Zlatan Ibrahimovic segna ancora e batte un altro record. Ma adesso i calci di rigore sembrano essere il tallone d’achille.

Ibrahimovic tabu rigori
Ceccherini e Ibrahimovic (©Getty Images)

Come ogni domenica di Serie A, Zlatan Ibrahimovic ha lasciato il segno. Suo il gol del definitivo 2-2 ieri contro il Verona, che ha salvato il Milan da un immeritato ko.

Come scrive la Gazzetta dello Sport i numeri di Ibra continuano ad essere pazzeschi. Ieri ha realizzato l’ottava rete stagionale in cinque incontri e ha superato l’ennesimo primato in maglia Milan.

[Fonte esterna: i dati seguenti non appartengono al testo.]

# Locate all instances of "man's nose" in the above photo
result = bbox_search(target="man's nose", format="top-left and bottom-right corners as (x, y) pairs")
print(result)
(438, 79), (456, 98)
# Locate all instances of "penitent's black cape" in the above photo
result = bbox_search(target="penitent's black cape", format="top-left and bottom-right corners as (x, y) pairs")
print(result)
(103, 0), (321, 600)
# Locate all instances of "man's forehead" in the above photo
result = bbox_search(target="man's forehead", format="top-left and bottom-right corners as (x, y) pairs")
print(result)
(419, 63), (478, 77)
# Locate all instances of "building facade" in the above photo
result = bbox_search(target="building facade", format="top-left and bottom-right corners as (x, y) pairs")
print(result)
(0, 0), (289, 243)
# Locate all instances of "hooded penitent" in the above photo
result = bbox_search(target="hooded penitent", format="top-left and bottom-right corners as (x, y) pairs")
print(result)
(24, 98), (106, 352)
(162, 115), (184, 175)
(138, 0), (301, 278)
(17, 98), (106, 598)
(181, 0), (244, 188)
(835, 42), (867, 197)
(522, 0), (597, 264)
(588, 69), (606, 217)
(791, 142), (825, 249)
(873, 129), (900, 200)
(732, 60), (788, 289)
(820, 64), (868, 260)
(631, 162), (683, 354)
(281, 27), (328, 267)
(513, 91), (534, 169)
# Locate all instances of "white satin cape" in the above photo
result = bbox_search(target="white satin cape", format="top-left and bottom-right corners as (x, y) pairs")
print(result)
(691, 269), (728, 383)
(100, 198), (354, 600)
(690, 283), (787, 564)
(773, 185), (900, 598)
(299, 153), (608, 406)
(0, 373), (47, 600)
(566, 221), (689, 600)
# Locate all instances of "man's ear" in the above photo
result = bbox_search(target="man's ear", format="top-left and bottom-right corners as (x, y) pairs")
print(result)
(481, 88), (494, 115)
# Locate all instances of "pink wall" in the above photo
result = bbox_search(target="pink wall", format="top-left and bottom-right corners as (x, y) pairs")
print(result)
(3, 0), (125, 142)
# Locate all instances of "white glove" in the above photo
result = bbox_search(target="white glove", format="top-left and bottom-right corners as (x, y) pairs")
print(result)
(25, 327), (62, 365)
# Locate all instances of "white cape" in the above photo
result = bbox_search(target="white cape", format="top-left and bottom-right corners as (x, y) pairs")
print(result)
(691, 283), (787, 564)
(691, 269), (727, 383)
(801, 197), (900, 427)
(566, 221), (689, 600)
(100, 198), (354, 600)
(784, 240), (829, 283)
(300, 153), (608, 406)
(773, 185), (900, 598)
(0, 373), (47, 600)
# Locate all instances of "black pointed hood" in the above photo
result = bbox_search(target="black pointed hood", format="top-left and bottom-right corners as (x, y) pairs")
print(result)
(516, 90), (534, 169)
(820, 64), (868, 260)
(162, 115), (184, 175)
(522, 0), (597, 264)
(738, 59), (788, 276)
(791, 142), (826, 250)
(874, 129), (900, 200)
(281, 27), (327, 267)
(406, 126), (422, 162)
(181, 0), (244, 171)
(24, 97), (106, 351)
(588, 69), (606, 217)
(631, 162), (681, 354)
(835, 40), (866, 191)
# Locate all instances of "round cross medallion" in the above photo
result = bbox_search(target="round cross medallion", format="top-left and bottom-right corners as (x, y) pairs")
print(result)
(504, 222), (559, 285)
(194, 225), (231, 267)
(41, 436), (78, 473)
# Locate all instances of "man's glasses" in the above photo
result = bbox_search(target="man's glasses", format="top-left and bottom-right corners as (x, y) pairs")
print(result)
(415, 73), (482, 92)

Lo svedese è andato a segno consecutivamente nelle ultime 7 gare giocate con la maglia rossonera in campionato. Ibra ha battuto Andriy Shevchenko (fermo a quota 6) e anche sé stesso, che nel 2012 aveva un ruolino di marcia quasi simile a quello attuale.

Il solito super Ibrahimovic dunque, ma spunta però anche uno scomodo tabù, quello dei calci di rigore. Ieri l’attaccante ha fallito il suo terzo penalty consecutivo, dopo gli errori contro Sparta Praga e Inter.

E’ così il calciatore, considerando i cinque massimi campionati d’Europa, ad aver fallito il maggior numero di rigori in questo inizio di stagione.

Ibra è pronto a fare un passo indietro: “Mi sa che il prossimo rigore lo lascio a Kessie…Mi mancava la curva e ho voluto tirare lì…Magari non mi rinnovano nemmeno il contratto”. Spazio dunque ad un nuovo rigorista in vista del match contro il Napoli?